To be short, firmware is a program for MCU.
Gateware is a configuration bitstream for FPGA.
And now I think it's pretty clear that these things are very different.
Weeeeeellll……
Even the FPGA manufacturers can’t agree on what it’s called, so “gateware” is certainly not established enough a term that you can decree that it is the only correct term.
As for firmware vs software, let’s review the history of the terms.
Of course we started with hardware, the hard-wired circuitry. The earliest computers were always hard-wired for a particular function.

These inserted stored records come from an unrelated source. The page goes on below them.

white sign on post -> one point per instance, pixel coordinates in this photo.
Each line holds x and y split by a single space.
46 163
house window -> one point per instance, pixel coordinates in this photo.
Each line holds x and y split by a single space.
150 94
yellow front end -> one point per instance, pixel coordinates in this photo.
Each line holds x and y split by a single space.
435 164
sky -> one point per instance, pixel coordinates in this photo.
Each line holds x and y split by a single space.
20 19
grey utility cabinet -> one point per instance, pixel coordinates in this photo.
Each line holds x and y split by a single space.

When computers were later introduced which ran programs that first had to be loaded into working memory (what we imprecisely call RAM) to be run, and the working memory is typically initialized and blanked on startup. So software became the term for program code loaded into volatile memory from a storage medium like punch cards, punched tape, magnetic tape or disks, etc. (Or even from a paper code listing, if manually entered by the operator like on an Altair.)

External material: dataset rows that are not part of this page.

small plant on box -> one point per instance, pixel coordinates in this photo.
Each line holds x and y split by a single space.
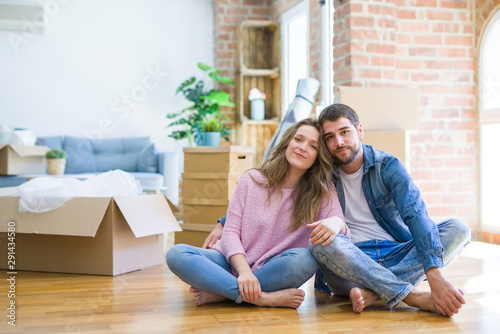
212 124
206 101
56 161
212 128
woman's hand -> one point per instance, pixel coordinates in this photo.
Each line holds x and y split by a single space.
325 230
249 287
213 236
248 284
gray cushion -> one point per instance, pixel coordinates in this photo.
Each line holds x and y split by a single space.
102 155
52 142
148 159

When we started storing program code in read-only storage that is built into the machine (core rope memory, mask ROM, PROM, and EPROM), we coined “firmware” to mean “software that’s fixed in hardware”, with “firm” being a consistency between hard and soft. At the time the term was coined, these were truly read-only storage, with even EPROMs being programmed separately and being unalterable without removing it from the computer. So “firmware” first came to mean “program code that never changes without modifying the hardware”. In many things, we just referred to them as the ROM. And as we know, this usually was used for either low-level code in complex systems, or for all the code in little embedded systems like MCUs. (Very few complex systems used ROM for high-level code, but there are a few examples, like very early Macs, which contained most of the operating system in ROM, and just had clever mechanisms to let the OS on the disk “patch” the ROM code when changes were needed.) In a strict sense, firmware is a subtype of software.
Later, by the time EEPROMs that can be programmed in-circuit came out, the term “firmware” was already fairly established to mean “low-level code in complex systems, or all the code in little embedded systems like MCUs”, and so we kept it even after the hardware gained the capability of modifying said code. And that’s the meaning it retains to this day. It doesn’t have to mean an MCU exclusively, it can also mean the low-level code for a main CPU.
FPGAs are an interesting case, insofar as the source for the bitstream can be firmware or software. (For example, in many modern oscilloscopes the firmware contains the FPGA bitstream, but in Windows-based oscilloscopes, it can be loaded directly from the software on the boot drive.)